Finisce l’esame, studio e passione, voto molto alto, non il massimo perché voglio poterle dire, a sua soddisfazione, “non le sto regalando nulla”. Poi una breve conversazione. Mi offre in pillole la sua vita. Ha due fratelli in polizia, uno ha fatto la scorta ad Antonio Ingroia, uno lavora in un reparto investigativo. Poi i genitori. Gli occhi diventano due luci: “Mio padre era sindacalista della Cgil. Quand’ero bambina mi appiccicava alle zie perché entrassi con loro in cabina elettorale e le facessi votare comunista. Gli scrutatori me lo consentivano, le zie non sapevano leggere”. Storie d’altri tempi. Come quella della compagna di scuola figlia di un boss poi coinvolto nelle stragi, con la quale un giorno discusse calorosamente su una valigia costosissima. “Posso permettermela”. “Ma non ti chiedi perché puoi permettertela? Non ti chiedi con quali soldi?”. Racconta le amarezze che le riservano certi corsi di formazione per Confesercenti. Il signore adulto che la richiama alla realtà: “ma lei non lo sa che cosa diciamo qui in Sicilia? Che chi mi dà da mangiare mi è padre, me lo terrei in casa anche se fosse latitante”. O perfino la giovane ragazza: “Io sto con chi mi dà un lavoro, come fa i soldi non mi interessa, sono fatti suoi”. La domanda però è obbligata, visto il contesto: “ma lei perché viene da Mazara del Vallo a Milano per fare l’università?”. “Perché a Milano c’è mio figlio”, spiega, “frequenta il Politecnico. Io vengo a trovarlo, così ne ho approfittato per iscrivermi anch’io.

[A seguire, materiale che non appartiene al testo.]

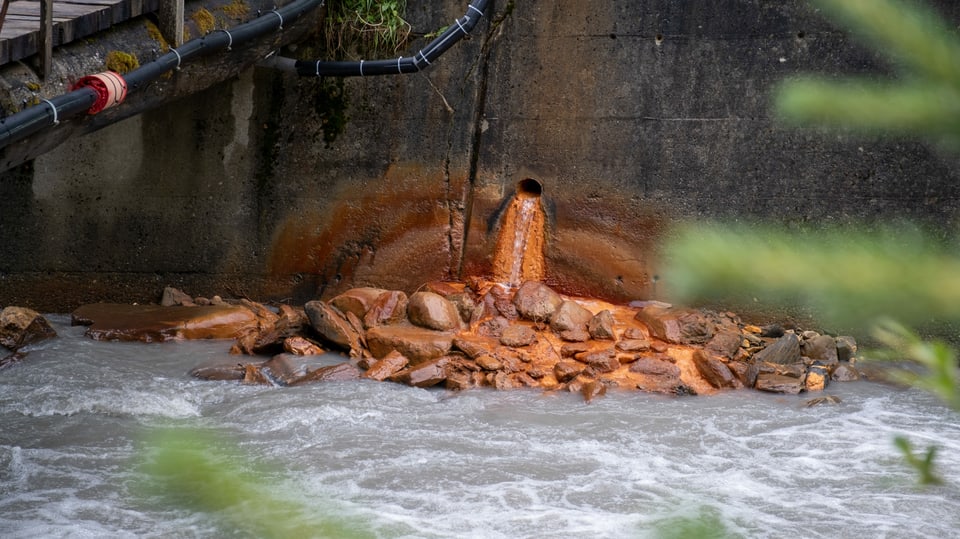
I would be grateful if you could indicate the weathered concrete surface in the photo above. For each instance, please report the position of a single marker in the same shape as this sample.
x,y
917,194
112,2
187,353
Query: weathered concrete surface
x,y
631,116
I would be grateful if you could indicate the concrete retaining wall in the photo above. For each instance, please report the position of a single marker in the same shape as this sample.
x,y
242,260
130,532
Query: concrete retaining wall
x,y
631,116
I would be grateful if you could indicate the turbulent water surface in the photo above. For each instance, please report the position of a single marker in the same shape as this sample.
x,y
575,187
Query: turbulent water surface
x,y
403,462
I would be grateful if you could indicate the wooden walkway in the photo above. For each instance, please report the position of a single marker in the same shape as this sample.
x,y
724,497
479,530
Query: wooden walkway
x,y
72,20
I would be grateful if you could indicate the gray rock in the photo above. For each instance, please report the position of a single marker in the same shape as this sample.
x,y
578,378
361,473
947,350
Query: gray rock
x,y
601,326
20,326
570,316
432,311
517,336
783,351
536,301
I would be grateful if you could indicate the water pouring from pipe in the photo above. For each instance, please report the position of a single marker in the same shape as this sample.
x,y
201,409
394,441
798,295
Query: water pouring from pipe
x,y
518,255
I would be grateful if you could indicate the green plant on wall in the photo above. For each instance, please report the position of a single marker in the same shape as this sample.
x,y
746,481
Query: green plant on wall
x,y
356,29
850,276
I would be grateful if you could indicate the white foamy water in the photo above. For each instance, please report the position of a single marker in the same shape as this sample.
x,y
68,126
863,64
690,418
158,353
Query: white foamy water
x,y
408,462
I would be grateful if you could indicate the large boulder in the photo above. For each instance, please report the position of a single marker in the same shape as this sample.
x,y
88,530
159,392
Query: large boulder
x,y
153,323
678,326
715,372
536,301
331,324
417,344
783,351
432,311
570,316
20,326
357,300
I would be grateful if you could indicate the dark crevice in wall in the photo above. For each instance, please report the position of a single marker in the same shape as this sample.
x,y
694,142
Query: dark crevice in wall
x,y
490,39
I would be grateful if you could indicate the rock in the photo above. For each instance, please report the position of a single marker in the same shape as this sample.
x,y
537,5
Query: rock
x,y
575,335
493,327
633,345
816,380
601,326
775,383
384,368
488,362
846,348
432,311
219,371
724,344
517,336
153,323
285,369
678,326
783,351
426,374
821,347
301,346
570,316
746,372
332,325
572,349
715,372
600,360
536,301
845,373
357,300
772,331
172,296
335,373
20,326
389,308
474,346
593,389
655,367
566,370
415,343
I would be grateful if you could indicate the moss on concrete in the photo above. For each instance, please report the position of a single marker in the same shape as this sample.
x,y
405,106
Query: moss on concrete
x,y
122,62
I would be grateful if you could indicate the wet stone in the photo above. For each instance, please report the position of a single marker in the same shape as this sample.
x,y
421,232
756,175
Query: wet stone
x,y
715,372
332,325
678,326
334,373
601,326
357,300
784,351
845,373
536,301
655,367
633,345
384,368
566,370
600,360
389,308
432,311
518,336
417,344
20,326
426,374
821,347
570,316
846,348
774,383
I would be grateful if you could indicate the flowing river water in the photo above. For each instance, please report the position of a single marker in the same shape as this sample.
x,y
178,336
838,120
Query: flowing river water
x,y
408,462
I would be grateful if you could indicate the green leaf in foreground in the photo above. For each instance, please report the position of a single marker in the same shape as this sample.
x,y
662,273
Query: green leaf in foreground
x,y
189,469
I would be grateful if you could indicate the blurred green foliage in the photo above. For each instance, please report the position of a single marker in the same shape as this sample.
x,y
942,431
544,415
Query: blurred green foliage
x,y
924,101
190,469
854,277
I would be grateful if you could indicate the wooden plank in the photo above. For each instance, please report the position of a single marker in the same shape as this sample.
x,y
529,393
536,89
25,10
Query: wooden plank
x,y
46,38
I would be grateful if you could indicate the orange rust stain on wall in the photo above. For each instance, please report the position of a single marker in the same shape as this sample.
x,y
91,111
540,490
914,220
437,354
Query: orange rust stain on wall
x,y
394,230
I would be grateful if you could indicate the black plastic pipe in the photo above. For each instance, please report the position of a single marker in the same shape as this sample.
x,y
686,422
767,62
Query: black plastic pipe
x,y
419,61
50,111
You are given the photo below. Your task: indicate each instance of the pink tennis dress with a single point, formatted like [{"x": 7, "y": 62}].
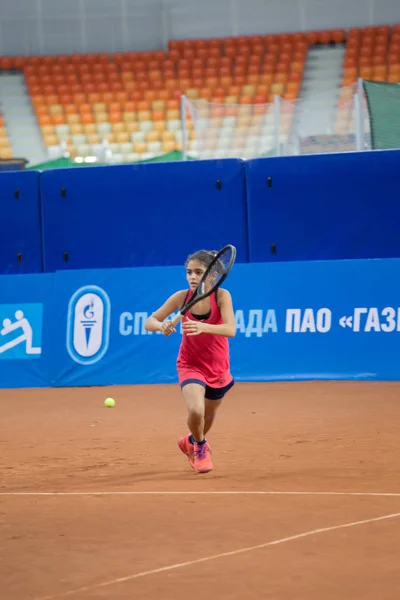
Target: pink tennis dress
[{"x": 205, "y": 357}]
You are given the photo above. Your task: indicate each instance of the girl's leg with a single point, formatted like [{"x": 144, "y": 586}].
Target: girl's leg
[
  {"x": 213, "y": 400},
  {"x": 211, "y": 407},
  {"x": 195, "y": 402},
  {"x": 196, "y": 448}
]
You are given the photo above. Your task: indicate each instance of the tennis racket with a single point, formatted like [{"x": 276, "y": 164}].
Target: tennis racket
[{"x": 220, "y": 267}]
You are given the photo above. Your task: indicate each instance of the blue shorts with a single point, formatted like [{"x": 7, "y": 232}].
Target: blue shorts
[{"x": 210, "y": 393}]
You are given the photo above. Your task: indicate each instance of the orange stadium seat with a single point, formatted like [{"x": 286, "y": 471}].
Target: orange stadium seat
[{"x": 133, "y": 98}]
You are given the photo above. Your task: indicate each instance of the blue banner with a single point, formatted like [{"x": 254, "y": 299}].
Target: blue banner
[
  {"x": 302, "y": 320},
  {"x": 323, "y": 320},
  {"x": 26, "y": 324},
  {"x": 106, "y": 217}
]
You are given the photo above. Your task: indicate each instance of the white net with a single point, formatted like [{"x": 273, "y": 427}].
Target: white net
[
  {"x": 236, "y": 130},
  {"x": 327, "y": 122}
]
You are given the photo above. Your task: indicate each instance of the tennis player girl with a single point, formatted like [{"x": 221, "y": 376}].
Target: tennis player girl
[{"x": 203, "y": 360}]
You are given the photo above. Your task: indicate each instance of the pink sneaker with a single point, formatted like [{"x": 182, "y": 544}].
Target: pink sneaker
[
  {"x": 202, "y": 458},
  {"x": 187, "y": 448}
]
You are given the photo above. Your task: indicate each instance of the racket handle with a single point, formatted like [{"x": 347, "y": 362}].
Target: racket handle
[{"x": 177, "y": 319}]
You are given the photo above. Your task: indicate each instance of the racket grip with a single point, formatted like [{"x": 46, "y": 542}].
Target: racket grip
[{"x": 177, "y": 319}]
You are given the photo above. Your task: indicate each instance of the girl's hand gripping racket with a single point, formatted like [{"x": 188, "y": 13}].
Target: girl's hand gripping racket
[{"x": 218, "y": 271}]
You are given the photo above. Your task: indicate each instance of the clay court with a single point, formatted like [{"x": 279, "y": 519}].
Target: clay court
[{"x": 303, "y": 501}]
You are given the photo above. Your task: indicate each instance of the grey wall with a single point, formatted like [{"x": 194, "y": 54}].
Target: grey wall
[{"x": 66, "y": 26}]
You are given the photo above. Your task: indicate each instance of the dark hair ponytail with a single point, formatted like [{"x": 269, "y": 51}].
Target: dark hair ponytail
[{"x": 206, "y": 257}]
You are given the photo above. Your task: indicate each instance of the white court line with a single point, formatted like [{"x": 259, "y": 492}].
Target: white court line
[
  {"x": 197, "y": 561},
  {"x": 203, "y": 493}
]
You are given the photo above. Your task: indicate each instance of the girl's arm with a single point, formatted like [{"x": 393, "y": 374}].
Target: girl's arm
[
  {"x": 155, "y": 322},
  {"x": 226, "y": 329}
]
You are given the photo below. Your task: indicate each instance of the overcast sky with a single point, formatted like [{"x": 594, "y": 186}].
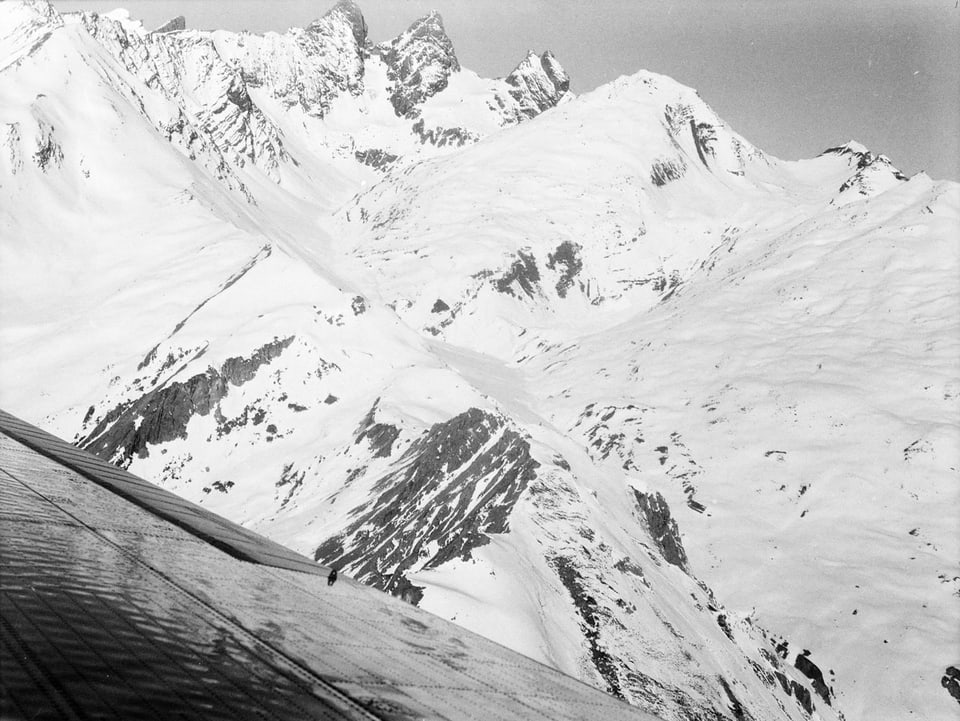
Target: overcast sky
[{"x": 792, "y": 76}]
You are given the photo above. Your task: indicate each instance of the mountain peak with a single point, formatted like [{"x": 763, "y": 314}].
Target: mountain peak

A proposito, me la darebbe una tesi sulla mafia a Mazara del Vallo?”. Dice che ha fiducia nei giovani.
Quando a fine mattina so degli interventi scatenati che “stimati giuristi” hanno condotto, in un convegno a Roma su Mafia Capitale, contro tutta la legislazione antimafia, penso che se qualcosa cambierà, lo dobbiamo soprattutto a persone come questa signora siciliana, i suoi fratelli, suo padre. E che se avessi dovuto fare un confronto tra lei e gli “stimati giuristi” di manzoniana memoria, un trenta e lode ci stava tutto.